Texas Department of Public Safety v. Kelly Sowell

Opinion filed August 4, 2011

 

                                                                       In The

                                                                             

  Eleventh Court of Appeals

                                                                   __________

 

                                                         No. 11-10-00018-CV

                                                    __________

 

             TEXAS DEPARTMENT OF PUBLIC SAFETY, Appellant

 

                                                             V.

 

                                       KELLY SOWELL, Appellee

 

                                   On Appeal from the 335th District Court

 

                                                              Lee County, Texas

 

                                                      Trial Court Cause No. 13823

 

 

  M E M O R A N D U M   O P I N I O N   O N   M O T I O N   F O R   R E H E A R I N G

 

            The Texas Department of Public Safety has filed a motion for rehearing in this restricted appeal from an order expunging all records related to the arrest of Kelly Sowell for the misdemeanor offense of possession of marihuana.  In the motion, the DPS asserts that there is error on the face of the record based upon documents attached to the DPS’s answer, which renders the evidence legally insufficient so support the expunction.  As we recognized in our original opinion, had those documents been introduced into evidence, Sowell may not have been entitled to an expunction.  However, the DPS did not appear for trial, and nothing in the record indicates that the documents attached to the DPS’s answer were offered into evidence.  Neither pleadings nor attachments to pleadings are evidence unless they are offered and admitted as evidence by the trial court.  Ceramic Tile Int’l, Inc. v.

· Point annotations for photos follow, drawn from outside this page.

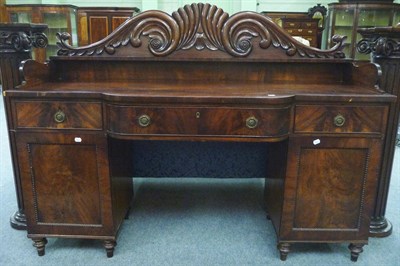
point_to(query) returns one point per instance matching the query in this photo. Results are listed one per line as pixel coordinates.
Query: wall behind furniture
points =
(171, 5)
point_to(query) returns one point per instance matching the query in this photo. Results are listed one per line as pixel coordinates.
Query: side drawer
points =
(265, 122)
(340, 119)
(58, 115)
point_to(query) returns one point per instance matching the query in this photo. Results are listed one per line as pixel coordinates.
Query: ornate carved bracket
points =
(380, 41)
(202, 26)
(22, 37)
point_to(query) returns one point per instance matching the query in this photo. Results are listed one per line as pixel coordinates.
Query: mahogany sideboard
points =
(383, 43)
(199, 75)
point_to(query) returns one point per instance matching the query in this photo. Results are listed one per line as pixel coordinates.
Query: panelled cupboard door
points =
(330, 188)
(65, 182)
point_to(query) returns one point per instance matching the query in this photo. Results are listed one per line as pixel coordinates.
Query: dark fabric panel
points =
(199, 159)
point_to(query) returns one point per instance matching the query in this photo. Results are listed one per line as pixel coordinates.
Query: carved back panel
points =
(199, 27)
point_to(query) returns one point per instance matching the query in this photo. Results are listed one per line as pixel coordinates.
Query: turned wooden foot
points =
(40, 244)
(109, 246)
(355, 250)
(284, 249)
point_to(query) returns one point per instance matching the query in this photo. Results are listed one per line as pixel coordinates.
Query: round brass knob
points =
(339, 120)
(59, 116)
(144, 120)
(251, 122)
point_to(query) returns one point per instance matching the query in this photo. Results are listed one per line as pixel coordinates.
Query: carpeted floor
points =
(189, 222)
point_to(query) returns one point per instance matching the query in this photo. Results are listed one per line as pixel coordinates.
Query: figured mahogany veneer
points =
(203, 121)
(58, 115)
(199, 75)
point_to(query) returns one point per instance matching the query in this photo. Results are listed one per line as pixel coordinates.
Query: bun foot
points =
(284, 249)
(109, 246)
(355, 250)
(39, 244)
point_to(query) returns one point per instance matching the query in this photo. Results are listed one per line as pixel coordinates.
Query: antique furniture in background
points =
(16, 43)
(383, 43)
(308, 25)
(59, 18)
(95, 23)
(306, 28)
(345, 18)
(199, 75)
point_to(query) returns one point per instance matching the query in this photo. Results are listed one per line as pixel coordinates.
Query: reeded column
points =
(16, 42)
(383, 43)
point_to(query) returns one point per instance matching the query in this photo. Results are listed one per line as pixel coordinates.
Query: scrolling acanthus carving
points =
(21, 41)
(380, 46)
(200, 26)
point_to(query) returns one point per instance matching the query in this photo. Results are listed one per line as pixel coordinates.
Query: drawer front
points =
(291, 24)
(58, 115)
(340, 119)
(309, 25)
(198, 121)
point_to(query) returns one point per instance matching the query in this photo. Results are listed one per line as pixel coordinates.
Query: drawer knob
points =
(251, 122)
(59, 116)
(339, 120)
(144, 120)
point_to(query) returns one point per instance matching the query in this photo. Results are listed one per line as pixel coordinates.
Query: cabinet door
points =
(65, 182)
(330, 188)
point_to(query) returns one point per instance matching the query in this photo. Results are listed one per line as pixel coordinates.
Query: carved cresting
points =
(22, 42)
(380, 46)
(200, 26)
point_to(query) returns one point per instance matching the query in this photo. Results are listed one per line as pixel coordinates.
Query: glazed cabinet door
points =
(66, 184)
(329, 189)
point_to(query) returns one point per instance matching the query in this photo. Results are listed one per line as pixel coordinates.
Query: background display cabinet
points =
(95, 23)
(346, 18)
(59, 18)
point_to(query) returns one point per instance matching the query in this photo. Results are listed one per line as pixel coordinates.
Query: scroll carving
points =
(22, 41)
(380, 46)
(202, 26)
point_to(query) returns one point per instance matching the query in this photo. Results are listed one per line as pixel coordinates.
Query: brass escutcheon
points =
(251, 122)
(144, 120)
(339, 120)
(59, 116)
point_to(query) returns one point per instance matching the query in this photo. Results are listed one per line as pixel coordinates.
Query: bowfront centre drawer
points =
(268, 122)
(340, 119)
(58, 115)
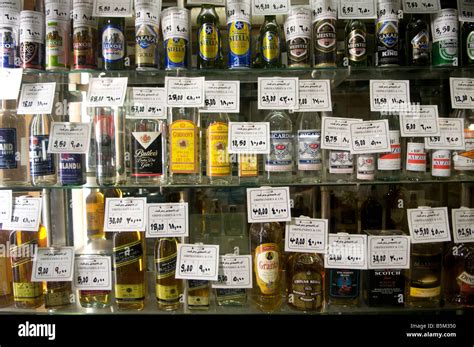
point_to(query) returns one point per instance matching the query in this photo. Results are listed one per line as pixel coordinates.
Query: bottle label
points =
(218, 163)
(309, 150)
(267, 267)
(8, 148)
(281, 151)
(208, 42)
(41, 162)
(184, 145)
(147, 154)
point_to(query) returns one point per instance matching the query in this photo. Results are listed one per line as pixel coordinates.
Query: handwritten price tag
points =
(235, 271)
(53, 264)
(268, 205)
(197, 262)
(428, 224)
(125, 214)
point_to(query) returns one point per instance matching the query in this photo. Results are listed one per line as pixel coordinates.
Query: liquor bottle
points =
(42, 163)
(265, 243)
(168, 289)
(417, 41)
(184, 142)
(218, 165)
(130, 269)
(356, 43)
(308, 139)
(13, 145)
(113, 43)
(209, 39)
(279, 163)
(306, 282)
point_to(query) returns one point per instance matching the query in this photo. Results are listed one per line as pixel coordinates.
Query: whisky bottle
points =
(130, 269)
(265, 243)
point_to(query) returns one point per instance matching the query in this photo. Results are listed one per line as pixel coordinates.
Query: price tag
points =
(463, 224)
(462, 92)
(346, 252)
(125, 214)
(69, 137)
(167, 220)
(451, 135)
(336, 133)
(357, 9)
(419, 121)
(26, 214)
(184, 91)
(306, 235)
(36, 98)
(235, 271)
(107, 92)
(53, 264)
(389, 252)
(370, 137)
(222, 96)
(147, 103)
(10, 82)
(197, 262)
(248, 137)
(314, 95)
(112, 8)
(93, 272)
(277, 93)
(268, 204)
(421, 6)
(270, 7)
(389, 95)
(428, 224)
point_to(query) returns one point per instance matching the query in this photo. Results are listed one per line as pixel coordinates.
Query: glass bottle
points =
(279, 163)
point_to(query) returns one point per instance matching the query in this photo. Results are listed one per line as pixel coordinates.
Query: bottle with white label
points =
(279, 163)
(308, 142)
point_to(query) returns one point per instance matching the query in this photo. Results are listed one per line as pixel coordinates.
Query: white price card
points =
(462, 92)
(167, 220)
(268, 204)
(248, 137)
(26, 214)
(147, 103)
(428, 224)
(10, 83)
(370, 137)
(336, 133)
(357, 9)
(389, 252)
(314, 95)
(112, 8)
(419, 121)
(107, 91)
(463, 224)
(53, 264)
(125, 214)
(346, 252)
(93, 272)
(421, 6)
(306, 235)
(221, 96)
(69, 137)
(270, 7)
(36, 98)
(235, 271)
(451, 135)
(389, 95)
(197, 262)
(184, 91)
(278, 93)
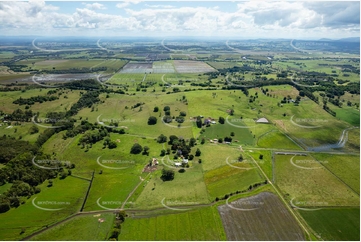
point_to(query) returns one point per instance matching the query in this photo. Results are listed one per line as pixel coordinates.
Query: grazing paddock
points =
(196, 224)
(139, 67)
(299, 178)
(261, 217)
(334, 224)
(183, 66)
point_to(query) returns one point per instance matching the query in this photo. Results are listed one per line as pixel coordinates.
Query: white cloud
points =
(94, 6)
(254, 19)
(127, 3)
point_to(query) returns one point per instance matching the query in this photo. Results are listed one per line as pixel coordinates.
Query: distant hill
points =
(350, 39)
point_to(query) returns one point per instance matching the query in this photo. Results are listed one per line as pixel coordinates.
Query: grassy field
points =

Balusek, 137 S.W.3d 722, 724-25 (Tex. App.—San Antonio 2004, no pet.); Gowan v. Tex. Dep’t of Criminal Justice, 99 S.W.3d 319, 322 (Tex. App.—Texarkana 2003, no pet.); State v. Herron, 53 S.W.3d 843, 847 (Tex. App.—Fort Worth 2001, no pet.); see also City of Houston v. Clear Creek Basin Auth., 589 S.W.2d 671, 678 (Tex. 1979) (pleadings do not constitute summary judgment proof).  Without a record of the evidence presented at the hearing, we cannot hold that the evidence is legally insufficient to support the expunction. 

            The motion for rehearing is denied. 

           

 

                                                                                                PER CURIAM

 

August 4, 2011

Panel consists of:  Wright, C.J.,

McCall, J., and Hill, J.[1]

 



[1]John G. Hill, Former Justice, Court of Appeals, 2nd District of Texas at Fort Worth, sitting by assignment.